I bet you’re right that if you want a transformer to learn to play chess well you should give it the board state on every move. That wouldn’t have been appropriate for the work we’re discussing, though, since the whole point was to determine whether a transformer trained only on the moves will learn to have an internal representation of the board state, which in turn is suggestive of whether a much larger transformer trained only on text will learn to have an internal representation of the world that the text is about.
Sure, I’m not saying they should’ve done that instead. In addition, but probably they didn’t have the time/energy. My point is just that the illegal-move error rate is ambiguous if you (gjm) are interested in whether it has perfectly learned the rules (which is different from what the authors are going after), because there are sources of error beyond “it has failed to learn the rules”, like errors reconstructing the board state leading to misapplication of potentially-perfectly-learned rules. To my eyes, a legal move error rate as low as 0.01% in this setup, given the burden of state reconstruction in a unnatural and difficult way, strongly suggests it’s actually doing a great job of learning the rules. I predict that if you set it up in a way which more narrowly targeted rule learning (eg behavior cloning: just mapping full game state->expert-action, no history at all), you would find that its illegal move rate would approach 0% much more closely, and you’d have to find some really strange edge-cases like my chess promotion examples to trip it up, (at which point one would be satisfied, because how would one ever learn those unobserved things offline without priors).

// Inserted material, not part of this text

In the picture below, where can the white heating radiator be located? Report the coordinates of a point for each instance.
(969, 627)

I agree that the network trained on the large random-game dataset shows every sign of having learned the rules very well, and if I implied otherwise then that was an error. (I don’t think I ever intended to imply otherwise.)
The thing I was more interested in was the difference between that and the network trained on the much smaller championship-game dataset, whose incorrect-move rate is much much higher—about 5%. I’m pretty sure that either (1) having a lot more games of that type would help a lot or (2) having a bigger network would help a lot or (3) both; my original speculation was that 2 was more important but at that point I hadn’t noticed just how big the disparity in game count was. I now think it’s probably mostly 1, and I suspect that the difference between “random games” and “well played games” is not a major factor, and in particular I don’t think it’s likely that seeing only good moves is leading the network to learn a wrong ruleset. (It’s definitely not impossible! It just isn’t how I’d bet.)

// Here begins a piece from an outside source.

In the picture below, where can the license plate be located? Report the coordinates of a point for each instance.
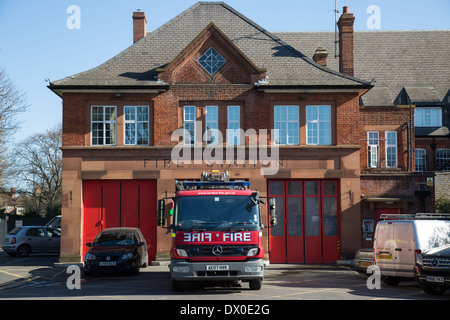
(434, 279)
(217, 267)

Vaniver’s suggestion was that the championship-game-trained network had learned a wrong ruleset on account of some legal moves being very rare. It doesn’t seem likely to me that this (as opposed to 1. not having learned very well because the number of games was too small and/or 2. not having learned very well because the positions in the championship games are unrepresentative) is the explanation for having illegal moves as top prediction 5% of the time.
It looked as if you were disagreeing with that, but the arguments you’ve made in support all seem like cogent arguments against things other than what I was intending to say, which is why I think that at least one of us is misunderstanding the other.
In particular, at no point was I saying anything about the causes of the nonzero but very small error rate (~0.01%) of the network trained on the large random-game dataset, and at no point was I saying that that network had not done an excellent job of learning the rules.